Mutual Fund Industry Urges Uniform Expensing of Stock Options
Washington, DC, August 21, 2002 - The Institute today urged the Financial Accounting Standards Board (FASB) to propose and adopt, as soon as practicable, a new accounting standard that would require companies to treat stock options as an expense and ensure uniformity in how stock options are valued.
“Maintaining investor confidence in the U.S. financial markets is imperative,” said Institute President Matthew P. Fink. “The mutual fund industry, on behalf of millions of individual investors, invests nearly $4 trillion in equity and fixed-income securities issued by U.S. corporations. Expensing stock options will benefit investors and enhance our nation’s reputation for having the most rigorous accounting and disclosure standards in the world.”

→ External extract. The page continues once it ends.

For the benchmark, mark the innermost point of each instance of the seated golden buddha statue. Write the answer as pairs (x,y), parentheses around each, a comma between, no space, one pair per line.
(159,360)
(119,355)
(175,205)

In a letter to FASB, the Institute explained how a mandatory, uniform standard for expensing stock options would improve current accounting standards:
- First, there is no standard methodology for valuing the cost of stock options. A standardized approach would help all investors evaluate the effects of stock options upon company earnings on a uniform basis.
- Second, the effects of stock options currently are required to be disclosed only in footnotes, rather than in the body of financial statements. While mutual funds and other institutional investors use the information currently provided in the footnotes, it is unclear if all investors make use of this information. Including the effects of stock options in financial statements will ensure that commonly reported items, such as earnings per share, have the same meaning for all companies.
- Third, accounting rules should not treat stock options differently than other forms of compensation. The mutual fund industry does not believe stock options should be favored, or disfavored, compared to other forms of compensation.
- Lastly, enhanced disclosure by public companies will help ensure that U.S. accounting and disclosure standards are the most rigorous in the world.
The U.S. mutual fund industry has consistently sought to achieve corporate and market reforms that will benefit its 93 million shareholders. The Institute’s support for expensing stock options is the latest in a series of reforms supported by the industry. In 1998, the industry began urging the New York Stock Exchange to require shareholder approval of stock option plans. For several years, the Institute has called for measures to reduce trading costs through improvements in the function and regulation of the equity markets and supported enhanced disclosure of municipal securities.
This year, the Institute has called for: earnings announcements to be improved and expeditiously filed with the SEC; enhanced disclosure rules for loans to and insider selling by senior executives; and disclosure of critical accounting policies. The Institute also supported the Sarbanes-Oxley Act, which makes essential reforms in corporate governance, disclosure, and accountability and ensures strengthened SEC oversight and enforcement.